Illinois family court rulings, like other decisions made in courtrooms around the country, often reflect widely accepted standards and the unique factors of individual cases. For instance, the conditions used to determine child support payments may be fairly formulaic until a specific case calls into question other potential factors that may deserve consideration. One recent case may set precedence in courts across the nation, as the issue of what qualifies as personal income is explored.
The child support dispute in question took place in Ohio, and began when a man requested that his child-support payments be lowered to reflect a pay cut he received. The man did not reportedly own a cell phone, his own car or car insurance, but his employer supplied him with such items. Because of that, the Ohio Supreme Court, along with an appeals court and appellate court, found that employment benefits can be considered personal income when determining child-support payments.
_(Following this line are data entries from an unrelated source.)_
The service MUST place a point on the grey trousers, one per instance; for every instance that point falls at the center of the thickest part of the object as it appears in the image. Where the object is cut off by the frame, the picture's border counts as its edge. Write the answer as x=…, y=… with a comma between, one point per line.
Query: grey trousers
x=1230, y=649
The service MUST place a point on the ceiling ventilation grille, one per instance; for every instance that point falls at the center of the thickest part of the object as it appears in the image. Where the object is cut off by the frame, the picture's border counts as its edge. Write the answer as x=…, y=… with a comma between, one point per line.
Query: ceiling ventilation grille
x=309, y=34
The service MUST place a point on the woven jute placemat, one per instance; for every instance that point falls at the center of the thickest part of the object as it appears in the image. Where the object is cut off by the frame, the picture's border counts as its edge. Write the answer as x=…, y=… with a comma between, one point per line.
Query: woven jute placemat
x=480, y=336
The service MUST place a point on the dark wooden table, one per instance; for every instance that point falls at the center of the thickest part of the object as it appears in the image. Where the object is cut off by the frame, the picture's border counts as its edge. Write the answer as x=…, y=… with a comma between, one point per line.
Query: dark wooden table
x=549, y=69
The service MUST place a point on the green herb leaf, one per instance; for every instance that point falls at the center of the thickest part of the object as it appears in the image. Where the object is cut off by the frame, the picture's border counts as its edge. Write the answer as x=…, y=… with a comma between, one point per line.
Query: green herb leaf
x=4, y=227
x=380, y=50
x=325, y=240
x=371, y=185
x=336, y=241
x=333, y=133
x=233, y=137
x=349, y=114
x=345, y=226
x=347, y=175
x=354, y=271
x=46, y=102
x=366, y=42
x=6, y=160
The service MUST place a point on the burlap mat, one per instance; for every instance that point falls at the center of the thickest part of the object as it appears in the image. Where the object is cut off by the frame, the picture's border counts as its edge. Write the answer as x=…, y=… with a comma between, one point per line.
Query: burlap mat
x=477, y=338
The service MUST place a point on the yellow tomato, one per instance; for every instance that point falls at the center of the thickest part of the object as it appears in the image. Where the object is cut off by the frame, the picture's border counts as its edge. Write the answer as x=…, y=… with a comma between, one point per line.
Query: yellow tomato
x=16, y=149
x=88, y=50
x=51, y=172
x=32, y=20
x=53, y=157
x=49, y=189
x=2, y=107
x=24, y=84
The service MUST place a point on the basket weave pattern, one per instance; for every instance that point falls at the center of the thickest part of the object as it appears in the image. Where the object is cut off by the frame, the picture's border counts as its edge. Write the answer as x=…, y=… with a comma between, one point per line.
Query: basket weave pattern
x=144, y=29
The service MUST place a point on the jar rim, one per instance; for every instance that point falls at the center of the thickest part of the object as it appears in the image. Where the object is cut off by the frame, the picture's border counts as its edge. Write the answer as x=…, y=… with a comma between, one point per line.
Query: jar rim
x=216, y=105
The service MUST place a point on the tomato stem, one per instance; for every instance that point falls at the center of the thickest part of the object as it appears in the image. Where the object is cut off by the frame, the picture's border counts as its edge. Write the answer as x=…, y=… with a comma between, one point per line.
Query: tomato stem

The higher court based its findings on the rationale that the man would have spent his own money on the necessities, freeing up income to be used for support payments. However, the man had argued at the appeals level that most employees do not have to identify employment benefits as personal income. Just as the lower court did, the state Supreme Court ruled that the thousands of dollars-worth of company benefits the men received made him able to pay his full child-support payments.
Only one state Supreme Court justice disagreed with such findings. He argued that employment benefits designated for business-use only should not be considered personal income. However, the ruling may influence other child-support dispute cases around the country.